Andrich
l’ho avuto a figura il primo anno dell’artistico, all’Accademia. Mi ha (ci ha)
insegnato a disegnare. Non parlava molto. Ti capitava alle spalle, ti spingeva
un po’ in là e si sedeva nel tuo sgabello. Per prima cosa guardava con aria
sconsolata la punta della matita e te la faceva rifare. Poi ti” spegassava” il
foglio segnando alcuni punti, tracciando
uno o due contorni del modello e delle campiture di ombre decise tali da
sovrapporsi agli stentati “sghiribissi” che con tanta fatica avevi buttato giù
nelle ore precedenti. Poi si allontanava, preferibilmente senza dirti niente.

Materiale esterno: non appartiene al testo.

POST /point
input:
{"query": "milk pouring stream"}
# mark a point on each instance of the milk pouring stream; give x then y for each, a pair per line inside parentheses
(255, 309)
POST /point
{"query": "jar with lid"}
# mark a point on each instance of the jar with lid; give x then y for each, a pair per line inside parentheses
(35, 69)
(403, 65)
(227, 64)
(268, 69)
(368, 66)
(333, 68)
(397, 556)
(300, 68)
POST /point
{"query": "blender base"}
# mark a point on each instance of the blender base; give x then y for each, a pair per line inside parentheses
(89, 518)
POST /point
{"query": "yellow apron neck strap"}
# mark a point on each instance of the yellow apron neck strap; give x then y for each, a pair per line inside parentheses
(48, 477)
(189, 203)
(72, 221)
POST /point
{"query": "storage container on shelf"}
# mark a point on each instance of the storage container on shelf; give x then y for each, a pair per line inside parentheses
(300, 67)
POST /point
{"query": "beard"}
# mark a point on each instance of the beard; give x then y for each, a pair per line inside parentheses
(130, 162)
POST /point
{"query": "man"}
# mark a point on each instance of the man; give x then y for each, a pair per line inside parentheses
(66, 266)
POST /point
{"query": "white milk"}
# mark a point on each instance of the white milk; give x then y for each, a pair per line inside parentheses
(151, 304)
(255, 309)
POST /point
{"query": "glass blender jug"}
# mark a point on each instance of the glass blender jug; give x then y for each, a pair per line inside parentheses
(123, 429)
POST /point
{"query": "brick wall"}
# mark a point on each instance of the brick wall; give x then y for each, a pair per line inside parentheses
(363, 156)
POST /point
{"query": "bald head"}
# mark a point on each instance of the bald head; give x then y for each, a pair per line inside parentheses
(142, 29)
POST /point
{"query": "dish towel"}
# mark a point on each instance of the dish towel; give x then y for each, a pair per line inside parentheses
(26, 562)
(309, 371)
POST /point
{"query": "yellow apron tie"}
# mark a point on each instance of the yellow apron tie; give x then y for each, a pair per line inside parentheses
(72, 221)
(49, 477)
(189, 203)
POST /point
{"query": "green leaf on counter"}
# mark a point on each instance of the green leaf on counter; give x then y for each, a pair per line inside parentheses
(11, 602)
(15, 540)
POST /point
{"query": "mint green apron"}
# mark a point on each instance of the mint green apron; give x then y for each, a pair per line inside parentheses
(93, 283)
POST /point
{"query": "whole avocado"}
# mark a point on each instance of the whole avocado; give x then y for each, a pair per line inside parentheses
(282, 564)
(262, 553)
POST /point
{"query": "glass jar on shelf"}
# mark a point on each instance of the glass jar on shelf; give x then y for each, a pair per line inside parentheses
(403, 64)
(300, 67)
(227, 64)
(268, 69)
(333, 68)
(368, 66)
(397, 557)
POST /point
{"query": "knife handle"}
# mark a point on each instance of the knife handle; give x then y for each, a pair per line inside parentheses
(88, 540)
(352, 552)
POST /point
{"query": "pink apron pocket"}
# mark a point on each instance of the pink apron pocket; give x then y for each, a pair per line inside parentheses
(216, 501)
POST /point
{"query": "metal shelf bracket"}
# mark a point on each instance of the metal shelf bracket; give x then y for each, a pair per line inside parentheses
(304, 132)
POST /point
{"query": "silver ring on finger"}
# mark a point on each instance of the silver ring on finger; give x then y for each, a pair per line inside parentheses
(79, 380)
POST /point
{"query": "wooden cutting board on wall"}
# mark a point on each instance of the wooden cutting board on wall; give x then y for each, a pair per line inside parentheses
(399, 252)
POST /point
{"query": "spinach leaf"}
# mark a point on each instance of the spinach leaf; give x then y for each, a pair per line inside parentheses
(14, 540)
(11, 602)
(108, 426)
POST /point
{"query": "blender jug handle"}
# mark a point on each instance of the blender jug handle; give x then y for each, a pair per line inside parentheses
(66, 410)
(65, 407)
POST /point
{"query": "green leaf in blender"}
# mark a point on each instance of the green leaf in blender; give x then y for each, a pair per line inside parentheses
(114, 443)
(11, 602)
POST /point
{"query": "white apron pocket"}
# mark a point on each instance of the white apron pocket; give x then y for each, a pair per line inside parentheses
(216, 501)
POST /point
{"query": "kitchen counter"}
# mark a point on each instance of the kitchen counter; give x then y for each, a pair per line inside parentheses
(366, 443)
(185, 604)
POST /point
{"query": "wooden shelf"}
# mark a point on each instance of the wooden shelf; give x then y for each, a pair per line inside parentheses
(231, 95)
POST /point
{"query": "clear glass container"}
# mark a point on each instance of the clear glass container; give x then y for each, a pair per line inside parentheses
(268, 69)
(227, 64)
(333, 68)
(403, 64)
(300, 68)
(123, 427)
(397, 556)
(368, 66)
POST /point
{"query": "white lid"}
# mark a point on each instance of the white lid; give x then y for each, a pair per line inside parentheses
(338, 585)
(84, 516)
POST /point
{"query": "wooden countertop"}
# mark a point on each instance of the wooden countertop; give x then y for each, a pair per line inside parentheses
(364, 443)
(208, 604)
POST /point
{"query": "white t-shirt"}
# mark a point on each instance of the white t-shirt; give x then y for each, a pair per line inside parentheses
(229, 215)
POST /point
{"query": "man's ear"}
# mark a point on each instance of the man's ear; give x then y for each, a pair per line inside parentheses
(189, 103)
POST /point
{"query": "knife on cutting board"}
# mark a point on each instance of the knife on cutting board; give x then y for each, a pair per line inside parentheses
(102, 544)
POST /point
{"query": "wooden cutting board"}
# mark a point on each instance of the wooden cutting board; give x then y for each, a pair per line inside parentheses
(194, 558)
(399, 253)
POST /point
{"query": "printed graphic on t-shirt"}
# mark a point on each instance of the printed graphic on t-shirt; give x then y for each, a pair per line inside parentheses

Il più delle volte, per incoraggiarti, ti faceva un sorriso ironico, sempre
trasversale, com’era tutta la sua figura. Superato lo shock, ti ritrovavi a
fare i conti con dei segni che ti riaprivano la visione sulla figura (gesso o
volto o modella) che stavi copiando. Tutto era più evidente, immediato,
plastico, luminoso. Come non averci pensato prima. Ora potevi ricominciare da
capo, meglio con un foglio nuovo. Per lui disegnare era “lavorare”. E prima di
lavorare era “guardare”. Bisognava educare lo sguardo. Capire e comprendere
come era il modello; come si “muovevano” i lineamenti e come “correva “ la
luce. E il segno che facevi era sempre troppo rigido (la matita “non è un
chiodo” – amava dire) e troppo incerto. Un vero maestro, nel senso di capacità
d’insegnamento. (L’opposto del divismo narcisista imperante in altre aule). Il
feeling con i ragazzi e le ragazze a cui piaceva disegnare nasceva presto.
Allora si guardavano anche libri, opere moderne, si scambiavano opinioni su
cosa era di valore e cosa invece no. Insomma, quando la scuola era la nostra
scuola, Lucio Andrich era il nostro professore.
Arch.
Paolo Cacciari
Lo ricordo nel suo fare rude e affabile; è stato anche mio insegnante di figura al primo anno del Liceo Artistico di Venezia. Da lui ho imparato l'importanza del segno.